Ambubhai Patel became an activist at the young age of fourteen and was imprisoned for photographing the police beating protestors who were marching for independence in India. After marriage, he returned to Kenya and in Nairobi, Ambubhai ran the bookstore Jai Hind and was actively involved in the freedom movement.
Pio Gama Pinto was active in the movement to liberate Goa (India) from the Portuguese. The imperialist government had issued an arrest warrant for him, but he escaped returning to Kenya in 1949. In the early 1950s he began to work for the East African Indian Congress (EAIC). His ambition was to bring about unity among the Africans and the South Asians in Kenya. He became a journalist and was the editor of Uzwood. However, Pinto’s work for the liberation of Kenya led to his assassination at the young age of thirty-eight, in 1965.
The contributions of Jaswant SinghBharaj, Yakub Dean and Hassan Manji to the freedom movement, was equally important. Yakub Dean supplied food, clothes and medicines and other provisions to the Mau Mau fighters. Hassan Manji, while running a transport company supplied food and other essential materials to the families of those in prisons and detention camps. Jaswant Singh Bharaj was influenced by the outlook of the Revolutionary Party of India who believed that freedom could not be achieved without violence.

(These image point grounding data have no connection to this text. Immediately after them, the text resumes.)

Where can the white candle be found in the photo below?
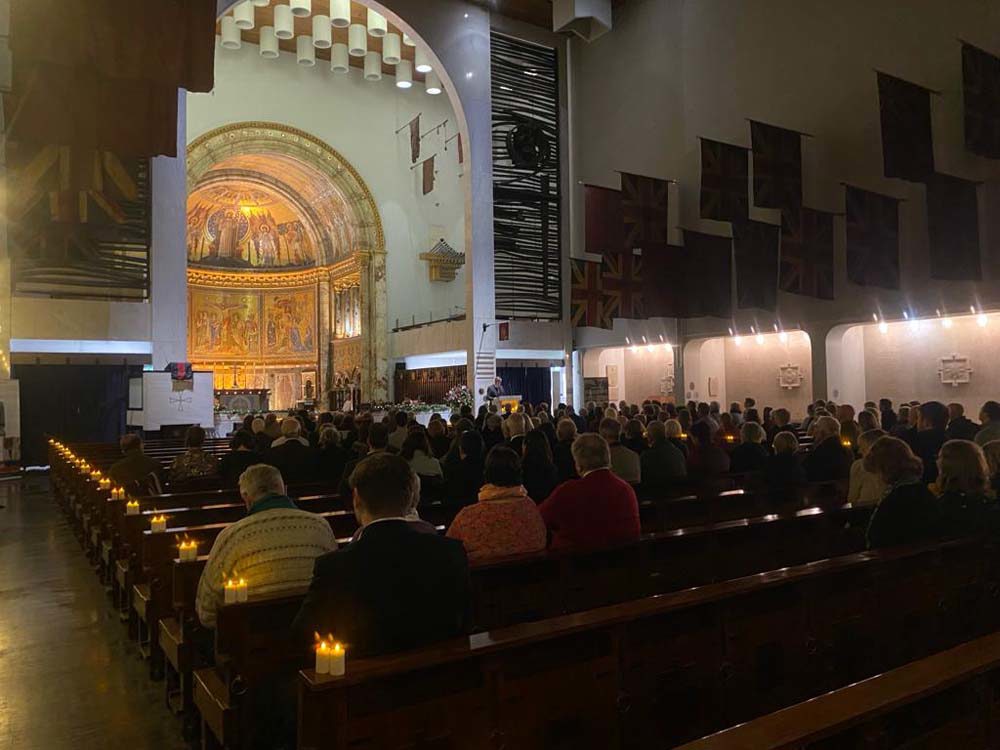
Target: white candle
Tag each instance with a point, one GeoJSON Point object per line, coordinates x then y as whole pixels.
{"type": "Point", "coordinates": [338, 659]}
{"type": "Point", "coordinates": [322, 658]}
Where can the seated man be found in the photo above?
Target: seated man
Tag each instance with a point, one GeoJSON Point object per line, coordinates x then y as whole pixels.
{"type": "Point", "coordinates": [273, 548]}
{"type": "Point", "coordinates": [395, 588]}
{"type": "Point", "coordinates": [599, 509]}
{"type": "Point", "coordinates": [136, 466]}
{"type": "Point", "coordinates": [829, 459]}
{"type": "Point", "coordinates": [291, 453]}
{"type": "Point", "coordinates": [624, 461]}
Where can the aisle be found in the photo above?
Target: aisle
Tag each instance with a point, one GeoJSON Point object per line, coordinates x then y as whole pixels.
{"type": "Point", "coordinates": [69, 676]}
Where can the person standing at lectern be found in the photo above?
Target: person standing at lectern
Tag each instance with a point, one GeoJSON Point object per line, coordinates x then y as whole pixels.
{"type": "Point", "coordinates": [496, 390]}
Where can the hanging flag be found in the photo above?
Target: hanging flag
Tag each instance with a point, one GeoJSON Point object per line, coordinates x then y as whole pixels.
{"type": "Point", "coordinates": [777, 166]}
{"type": "Point", "coordinates": [953, 226]}
{"type": "Point", "coordinates": [711, 257]}
{"type": "Point", "coordinates": [415, 139]}
{"type": "Point", "coordinates": [603, 220]}
{"type": "Point", "coordinates": [755, 246]}
{"type": "Point", "coordinates": [428, 175]}
{"type": "Point", "coordinates": [981, 94]}
{"type": "Point", "coordinates": [664, 291]}
{"type": "Point", "coordinates": [724, 181]}
{"type": "Point", "coordinates": [872, 239]}
{"type": "Point", "coordinates": [907, 143]}
{"type": "Point", "coordinates": [586, 294]}
{"type": "Point", "coordinates": [621, 280]}
{"type": "Point", "coordinates": [807, 252]}
{"type": "Point", "coordinates": [644, 212]}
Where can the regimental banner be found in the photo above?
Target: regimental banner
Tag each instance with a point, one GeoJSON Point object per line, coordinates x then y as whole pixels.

Three chapters entitled “Patriotic Kenyans” illustrate the role of the South Asians activists working as journalists, editors, publishers and book binders. Their role was to expose the unjust policies of the imperialist rulers in the media. For example, the Colonial Times criticized the British government for its biased policies following the Second World War - the colonial government encouraged white former soldiers to settle in Kenya, offering them fertile land, while African soldiers were not offered any rewards.
Naila Durrani’s chapter outlines some of the key historical landmarks on Kenya’s history of resistance against imperialism. She also points to demarcations in Kenya along class lines: the working class and the petit bourgeois class of South Asians in Kenya. Towards the end of the book, Nazmi Durrani provides an overview of the historical presence of South Asians in Kenya, and Benegal Pereira writes about Eddie Pereira, a prolific writer and activist who wrote over a hundred articles making the case against colonialism.
Overall, the book is a much needed contribution to the under researched area on the role of progressive South Asians in the struggles of independence from the colonial administration. During the colonial period in Kenya, issues of caste became less important and the significance of class became crucial in the economic, social and cultural fabric of the country.